Bank of England's Haldane - no rush to raise rates

The Bank of England is seen, with a statue in the foreground in the City of London December 16, 2014. REUTERS/Toby Melville

LONDON (Reuters) - The Bank of England is in no rush to hike interest rates and when it does, the increase could be as slow as half a percentage point a year, the central bank's chief economist Andy Haldane said in an interview published on Wednesday.

"We are in no rush to raise rates, the recovery is taking hold nicely. The last thing we want to do is knock the stuffing out of that," Haldane told the Daily Post newspaper of north Wales.

"They are historically low and they won't stay like that forever but when that rise comes it is going to be very gradual.
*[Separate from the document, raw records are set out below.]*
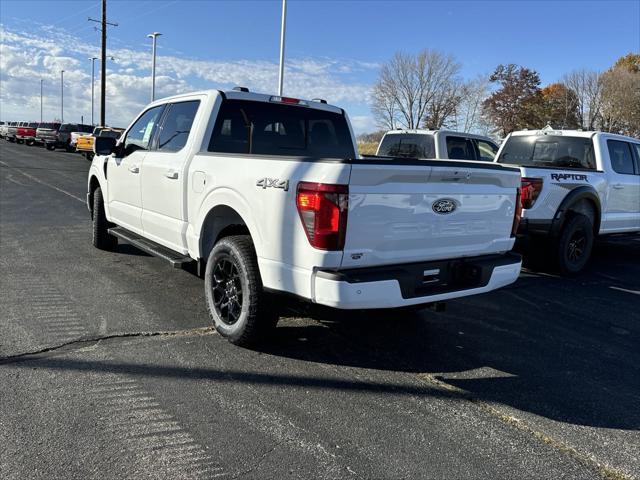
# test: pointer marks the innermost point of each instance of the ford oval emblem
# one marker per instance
(443, 206)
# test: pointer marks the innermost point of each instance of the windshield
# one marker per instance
(277, 129)
(548, 151)
(410, 145)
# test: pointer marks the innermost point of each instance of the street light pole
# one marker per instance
(282, 31)
(93, 61)
(61, 96)
(153, 36)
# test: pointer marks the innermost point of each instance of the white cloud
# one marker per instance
(27, 57)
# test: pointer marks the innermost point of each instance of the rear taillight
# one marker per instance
(323, 210)
(530, 190)
(518, 215)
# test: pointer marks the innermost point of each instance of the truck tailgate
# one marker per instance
(403, 211)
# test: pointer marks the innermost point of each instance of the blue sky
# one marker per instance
(334, 48)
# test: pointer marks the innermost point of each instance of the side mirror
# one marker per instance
(104, 145)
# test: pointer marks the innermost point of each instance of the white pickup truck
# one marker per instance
(268, 195)
(575, 185)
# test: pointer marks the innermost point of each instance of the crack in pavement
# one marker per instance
(81, 342)
(605, 471)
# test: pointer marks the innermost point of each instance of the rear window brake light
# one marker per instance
(288, 100)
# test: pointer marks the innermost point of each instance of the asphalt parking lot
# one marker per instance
(109, 368)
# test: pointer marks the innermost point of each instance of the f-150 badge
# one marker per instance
(443, 206)
(273, 183)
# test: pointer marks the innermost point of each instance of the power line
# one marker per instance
(103, 77)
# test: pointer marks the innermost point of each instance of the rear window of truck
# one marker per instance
(549, 151)
(283, 130)
(408, 146)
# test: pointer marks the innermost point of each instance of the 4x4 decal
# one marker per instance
(273, 183)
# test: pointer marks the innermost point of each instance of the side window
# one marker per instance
(176, 125)
(621, 157)
(637, 147)
(140, 134)
(459, 148)
(487, 150)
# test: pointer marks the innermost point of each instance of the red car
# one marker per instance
(27, 133)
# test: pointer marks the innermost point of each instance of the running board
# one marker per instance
(176, 259)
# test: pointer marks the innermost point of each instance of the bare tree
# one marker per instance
(384, 105)
(587, 85)
(621, 101)
(411, 89)
(468, 116)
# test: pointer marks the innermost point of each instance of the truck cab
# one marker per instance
(576, 185)
(437, 144)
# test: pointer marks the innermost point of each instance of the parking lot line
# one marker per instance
(634, 292)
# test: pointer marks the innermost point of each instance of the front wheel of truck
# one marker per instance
(101, 237)
(236, 301)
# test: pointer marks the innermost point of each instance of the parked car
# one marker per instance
(11, 131)
(575, 185)
(26, 133)
(47, 134)
(437, 144)
(61, 138)
(266, 194)
(84, 144)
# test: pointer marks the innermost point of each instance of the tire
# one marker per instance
(101, 237)
(574, 245)
(238, 306)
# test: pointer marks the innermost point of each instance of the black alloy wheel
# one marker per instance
(227, 290)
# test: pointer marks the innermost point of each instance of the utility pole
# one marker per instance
(103, 77)
(93, 61)
(282, 31)
(61, 96)
(153, 36)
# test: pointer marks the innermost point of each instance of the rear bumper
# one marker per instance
(405, 285)
(536, 227)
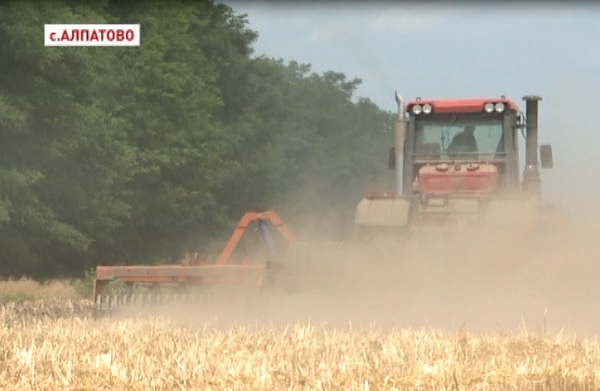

It could be half a percent a year for several years."

The Bank of England has kept interest rates at a record low 0.5 percent for nearly six years since the depths of the global financial crisis.

Haldane, who sits on the Monetary Policy Committee (MPC), said the Bank was clear that it did not foresee interest rates returning to the high levels of the 1980s or 1990s.

"Maybe the new normal for rates might be 2 percent or 3 percent, maybe 4 percent."

Last week BoE Governor Mark Carney said interest rates would need to rise over the course of the next three years to stop inflation from overshooting the Bank's 2 percent target.

And in remarks published on Monday, MPC member Kristin Forbes said British interest rates may rise sooner than many people expect if inflation rebounds strongly after its recent sharp fall.

Haldane said the signs around the British economy were positive.

"No one is saying we are in a boom and that they are seeing runaway growth. But is it good growth, resilient growth? Yes."